Discussion on processing time for Polygonatum kingianum based on analysis of correlation between sugar components and color changes
10.19778/j.chp.2026.01.011
- VernacularTitle:基于糖类成分与颜色变化相关性分析的滇黄精炮制时间探讨
- Author:
GUO Hong
;
YAO Rui
;
LI Zhe
;
FAN Jing
;
WANG Ying
;
GUO Xiaohan
;
CHEN Jia
;
DUAN Baozhong
;
YANG Jianbo
;
JING Wenguang
;
CHENG Xianlong
;
WEI Feng
- Publication Type:Journal Article
- Keywords:
Polygonatum kingianum Coll. et Hemsl.;
processing;
nine-time repeating steaming and sun-drying;
chromatic value;
total reducing sugar;
total polysaccharides
- From:
Drug Standards of China
2026;27(1):0083-0091
- CountryChina
- Language:Chinese
-
Abstract:
Objective: To investigate the correlation between color parameters (L*, a*, b*, Eab*) and the contents of reducing sugars, total polysaccharides, total oligosaccharides, as well as four saccharides (fructose, glucose, sucrose, and kestose) during the nine cycles of steaming and sun-drying processing of Polygonatum kingianum, and to preliminarily explore the optimal processing duration.

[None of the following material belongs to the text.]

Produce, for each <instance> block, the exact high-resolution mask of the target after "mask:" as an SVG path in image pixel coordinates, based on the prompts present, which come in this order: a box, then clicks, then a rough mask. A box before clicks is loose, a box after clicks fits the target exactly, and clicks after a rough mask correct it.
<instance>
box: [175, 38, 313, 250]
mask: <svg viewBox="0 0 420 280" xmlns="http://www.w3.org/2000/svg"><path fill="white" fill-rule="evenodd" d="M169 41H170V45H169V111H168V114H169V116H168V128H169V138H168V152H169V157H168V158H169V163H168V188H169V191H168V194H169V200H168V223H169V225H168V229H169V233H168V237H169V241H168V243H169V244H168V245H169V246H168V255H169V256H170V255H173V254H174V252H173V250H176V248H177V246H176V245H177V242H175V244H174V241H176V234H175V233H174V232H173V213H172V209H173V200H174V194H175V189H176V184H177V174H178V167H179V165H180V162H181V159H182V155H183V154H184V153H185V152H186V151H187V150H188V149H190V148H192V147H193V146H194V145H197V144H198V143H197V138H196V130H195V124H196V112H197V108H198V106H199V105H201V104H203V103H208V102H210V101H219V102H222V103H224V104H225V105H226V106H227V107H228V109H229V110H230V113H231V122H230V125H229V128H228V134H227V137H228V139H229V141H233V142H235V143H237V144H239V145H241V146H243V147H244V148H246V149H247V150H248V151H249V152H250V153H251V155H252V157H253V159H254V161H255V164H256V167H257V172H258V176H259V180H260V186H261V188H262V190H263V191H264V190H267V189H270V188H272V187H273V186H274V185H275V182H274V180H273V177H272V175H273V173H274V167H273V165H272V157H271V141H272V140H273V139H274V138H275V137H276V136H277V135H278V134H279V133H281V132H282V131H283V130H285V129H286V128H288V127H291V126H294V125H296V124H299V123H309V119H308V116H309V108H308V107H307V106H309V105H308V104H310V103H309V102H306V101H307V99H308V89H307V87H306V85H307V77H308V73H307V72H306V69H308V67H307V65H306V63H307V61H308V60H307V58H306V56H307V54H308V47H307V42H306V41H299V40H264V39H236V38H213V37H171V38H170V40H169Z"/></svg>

Methods: The color changes were objectively evaluated using a colorimeter. The anthrone-sulfuric acid method was employed to determine total polysaccharides and oligosaccharides. The 3,5-dinitrosalicylic acid (DNS) colorimetric method was used to measure total reducing sugar content. High-performance liquid chromatography coupled with charged aerosol detection (HPLC-CAD) was applied for quantitative analysis of fructose, glucose, sucrose, and kestose. Multivariate statistical analysis was conducted to assess samples from different processing stages.
Results: Significant variations in color and component contents were observed across processing stages. The herbal pieces progressively darkened with increased processing cycles: brightness (L*) and total color difference (Eab*) initially decreased then stabilized, while a* (red-green) and b* (yellow-blue) values first increased then declined. Total polysaccharides and oligosaccharides showed overall decreasing trends, whereas reducing sugars initially increased before stabilizing. Fructose and glucose levels rose continuously, while sucrose and kestose decreased progressively, becoming undetectable after five cycles.
Conclusion: The chromatic alteration and saccharide composition of P. kingianum showed significant correlation with processing duration. Both total color difference (Eab*) and reducing sugar content stabilized after four processing cycles (12 hours), suggesting that four cycles of steaming and sun-drying may represent the optimal processing duration.